Prove me wrong. Please show your calculations.
They are their calculation. They themselves said that the event
‘repeatedly fixed four or more mutations to bind a new receptor.,,, “the chance of all four mutations arising at once is roughly one in a thousand trillion trillion.”
Thus, happening purely by ‘random’ chance, as neo-Darwinism is absolutely required to use in its premise, the probability is still to be taken as ‘a thousand trillion trillion’, thus random Darwinian evolution is ruled out, by their very own calculations, as the primary cause of the change,,, and the internal programming of the cell, i.e. the ‘natural genetic engineering’ (as Shapiro puts it), obviously calculated a proper response in the right area of the genome.,,, This finding is certainly in no way helpful for someone (you DrREC) who would wish to demonstrate what purely neo-Darwinian processes can do. And to claim that this response is purely neo-Darwinian in its nature is to be thoroughly disingenuous to the evidence. Moreover Dr. Behe stated:
‘So at the end of the day there was left the mutated bacteriophage lambda, still incompetent to invade most E. coli cells, plus mutated E. coli, now with broken genes which remove its ability to metabolize maltose and mannose. It seems Darwinian evolution took a little step sideways and two big steps backwards.’
And here you sit DrREC trying, for God knows whatever delusional reason, trying to tout this as ‘cutting edge’ proof of what the full glory of Darwinian Evolution can do and how it shows ID to be false!!! All I can say is, when everything is considered in the experiment, you got to be out of your ever loving mind if you think this clearly degenerative process, multiplied over millions of years, built the unimagined, staggering, levels of massively integrated complexity we see in the cell;
Systems biology: Untangling the protein web – July 2009
Excerpt: Vidal thinks that technological improvements — especially in nanotechnology, to generate more data, and microscopy, to explore interaction inside cells, along with increased computer power — are required to push systems biology forward. “Combine all this and you can start to think that maybe some of the information flow can be captured,” he says. But when it comes to figuring out the best way to explore information flow in cells, Tyers jokes that it is like comparing different degrees of infinity. “The interesting point coming out of all these studies is how complex these systems are — the different feedback loops and how they cross-regulate each other and adapt to perturbations are only just becoming apparent,” he says. “The simple pathway models are a gross oversimplification of what is actually happening.”
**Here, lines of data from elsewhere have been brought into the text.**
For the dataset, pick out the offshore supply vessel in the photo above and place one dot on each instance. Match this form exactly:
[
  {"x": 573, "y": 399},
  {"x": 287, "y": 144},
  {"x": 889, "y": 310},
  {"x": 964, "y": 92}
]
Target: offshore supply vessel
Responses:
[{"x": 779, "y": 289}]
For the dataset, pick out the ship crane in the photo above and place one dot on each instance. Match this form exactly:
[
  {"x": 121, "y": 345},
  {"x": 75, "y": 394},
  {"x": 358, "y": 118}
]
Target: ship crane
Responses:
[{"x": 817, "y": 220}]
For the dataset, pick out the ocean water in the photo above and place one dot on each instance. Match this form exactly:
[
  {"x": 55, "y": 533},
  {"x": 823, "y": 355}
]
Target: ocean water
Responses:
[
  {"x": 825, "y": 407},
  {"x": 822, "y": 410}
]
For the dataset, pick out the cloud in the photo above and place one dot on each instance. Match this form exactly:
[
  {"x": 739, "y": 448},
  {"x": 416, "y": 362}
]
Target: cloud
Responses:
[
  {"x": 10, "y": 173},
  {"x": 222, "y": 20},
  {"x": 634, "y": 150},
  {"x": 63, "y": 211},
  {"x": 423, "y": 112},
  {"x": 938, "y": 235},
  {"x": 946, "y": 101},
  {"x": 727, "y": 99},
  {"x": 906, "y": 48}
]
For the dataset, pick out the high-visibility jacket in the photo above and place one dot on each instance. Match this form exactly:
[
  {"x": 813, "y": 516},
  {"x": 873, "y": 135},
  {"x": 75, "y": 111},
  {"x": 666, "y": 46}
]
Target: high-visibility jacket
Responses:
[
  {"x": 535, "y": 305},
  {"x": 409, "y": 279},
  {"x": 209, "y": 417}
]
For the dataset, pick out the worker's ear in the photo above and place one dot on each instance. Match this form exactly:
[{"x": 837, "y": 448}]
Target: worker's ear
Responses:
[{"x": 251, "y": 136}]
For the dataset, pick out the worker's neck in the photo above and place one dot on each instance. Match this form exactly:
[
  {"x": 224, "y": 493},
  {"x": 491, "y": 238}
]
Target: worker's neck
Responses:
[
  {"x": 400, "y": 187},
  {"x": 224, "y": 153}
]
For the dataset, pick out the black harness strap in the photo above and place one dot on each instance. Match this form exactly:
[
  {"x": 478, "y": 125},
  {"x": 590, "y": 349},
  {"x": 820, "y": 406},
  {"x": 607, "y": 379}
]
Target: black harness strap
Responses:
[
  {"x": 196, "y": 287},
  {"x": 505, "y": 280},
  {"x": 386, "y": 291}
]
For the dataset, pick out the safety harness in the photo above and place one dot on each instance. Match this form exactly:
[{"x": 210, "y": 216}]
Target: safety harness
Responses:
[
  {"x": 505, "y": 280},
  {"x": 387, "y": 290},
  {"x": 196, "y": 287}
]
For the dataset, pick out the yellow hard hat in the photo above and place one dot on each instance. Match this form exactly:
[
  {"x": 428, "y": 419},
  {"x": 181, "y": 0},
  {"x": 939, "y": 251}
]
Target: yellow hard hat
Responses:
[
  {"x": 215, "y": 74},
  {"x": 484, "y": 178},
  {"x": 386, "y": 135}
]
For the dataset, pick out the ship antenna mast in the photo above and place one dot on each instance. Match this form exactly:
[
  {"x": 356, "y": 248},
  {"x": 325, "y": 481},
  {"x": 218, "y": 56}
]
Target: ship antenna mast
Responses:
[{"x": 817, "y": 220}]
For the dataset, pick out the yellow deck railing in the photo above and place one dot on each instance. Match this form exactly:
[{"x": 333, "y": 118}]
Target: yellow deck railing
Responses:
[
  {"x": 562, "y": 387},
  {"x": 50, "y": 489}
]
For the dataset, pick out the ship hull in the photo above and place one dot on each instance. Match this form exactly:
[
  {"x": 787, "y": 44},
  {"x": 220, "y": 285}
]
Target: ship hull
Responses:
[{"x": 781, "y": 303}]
http://www.nature.com/nature/j.....0415a.html
correction ” their OWN calculation. They themselves said that the event ,,,
“It turns out that both LamB and OmpF have similar three-dimensional structures, so that strengthening the binding to one fortuitously led to binding to the other.”
Very weak- your questions have no merit.
Show me your data. Ya see it has already been demonsttrated that you don’t know what you are talking about so you have to do more than post- you need evidence.
And BTW can you demonstrate that all four mutations were random in any respect of teh word?